Alexeï Navalny a été condamné pour avoir violé son contrôle judiciaire. — Moscow City Court/TASS/Sipa USA/SIPA

« La condamnation d’Alexeï Navalny est inacceptable. Un désaccord politique n’est jamais un crime. Nous appelons à sa libération immédiate ». Moins de deux heures après la condamnation à plus de deux ans de prison ferme contre l’opposant russe, Emmanuel Macron a vivement réagi sur le réseau social Twitter. « Le respect des droits humains comme celui de la liberté démocratique ne sont pas négociables », a-t-il écrit.

La France n’est pas le seul pays à demander la « libération immédiate » d’Alexeï Navalny. Plus tôt, Londres, Washington et Berlin ont formulé le même vœu. « Le verdict d’aujourd’hui contre Alexeï Navalny est un coup sévère contre les libertés fondamentales et l’Etat de droit en Russie », a par exemple déclaré le ministre allemand des Affaires étrangères Heiko Maas.

La Russie dénonce une « ingérence » occidentale

Des appels à sa libération dénoncés par le Kremlin qui pointe une « ingérence » occidentale. La porte-parole de la diplomatie russe a accusé les capitales occidentales d’être « déconnectées de la réalité » après leurs appels à libérer l’opposant.

« Il n’y a aucune raison de s’ingérer dans les affaires d’un Etat souverain.
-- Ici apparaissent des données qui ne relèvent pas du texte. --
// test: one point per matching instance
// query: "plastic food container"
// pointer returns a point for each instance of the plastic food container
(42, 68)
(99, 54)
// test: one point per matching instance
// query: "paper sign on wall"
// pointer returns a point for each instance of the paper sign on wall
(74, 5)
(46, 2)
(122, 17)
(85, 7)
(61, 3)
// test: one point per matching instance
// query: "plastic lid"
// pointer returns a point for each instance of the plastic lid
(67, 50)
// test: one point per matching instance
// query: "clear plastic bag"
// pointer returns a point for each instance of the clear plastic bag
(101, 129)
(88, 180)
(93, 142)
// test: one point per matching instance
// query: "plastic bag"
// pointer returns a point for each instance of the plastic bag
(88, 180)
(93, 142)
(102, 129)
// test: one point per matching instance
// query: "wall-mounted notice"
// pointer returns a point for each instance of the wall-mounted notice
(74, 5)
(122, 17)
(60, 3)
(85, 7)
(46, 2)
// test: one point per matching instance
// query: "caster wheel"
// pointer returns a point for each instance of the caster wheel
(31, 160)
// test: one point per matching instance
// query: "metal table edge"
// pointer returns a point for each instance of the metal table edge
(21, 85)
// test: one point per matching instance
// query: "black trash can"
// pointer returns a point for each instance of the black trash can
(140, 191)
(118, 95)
Nous recommandons que chacun s’occupe de ses propres problèmes », a encore déclaré Maria Zakharova, lors d’une interview au média RBK, citée par les agences russes.

Une décision « perverse »

De leur côté, les Etats-Unis ont exprimé leur « profonde préoccupation » après la condamnation de l’opposant russe Alexeï Navalny, appelant la Russie à le libérer « immédiatement et sans conditions ». « Tout en travaillant avec la Russie pour défendre les intérêts des Etats-Unis, nous allons nous coordonner étroitement avec nos alliés et partenaires afin que la Russie rende des comptes pour n’avoir pas respecté les droits de ses citoyens », a déclaré le chef de la diplomatie américaine Antony Blinken dans un communiqué.

Le Royaume-Uni a dénoncé une décision « perverse » de la justice russe, qui montre que le pays de Vladimir Poutine ne remplit pas les « engagements les plus élémentaires attendus de la part de tout membre responsable de la communauté internationale ». Selon la cour chargée de le juger, Alexeï Navalny a violé les conditions du contrôle judiciaire qui accompagnait sa peine, comme cela lui était reproché dans une demande des services pénitentiaires et du parquet.

Il devra donc passer deux ans et demi en détention, selon son organisation, le Fonds de lutte contre la corruption qui a appelé à une manifestation immédiate, juste au pied du Kremlin.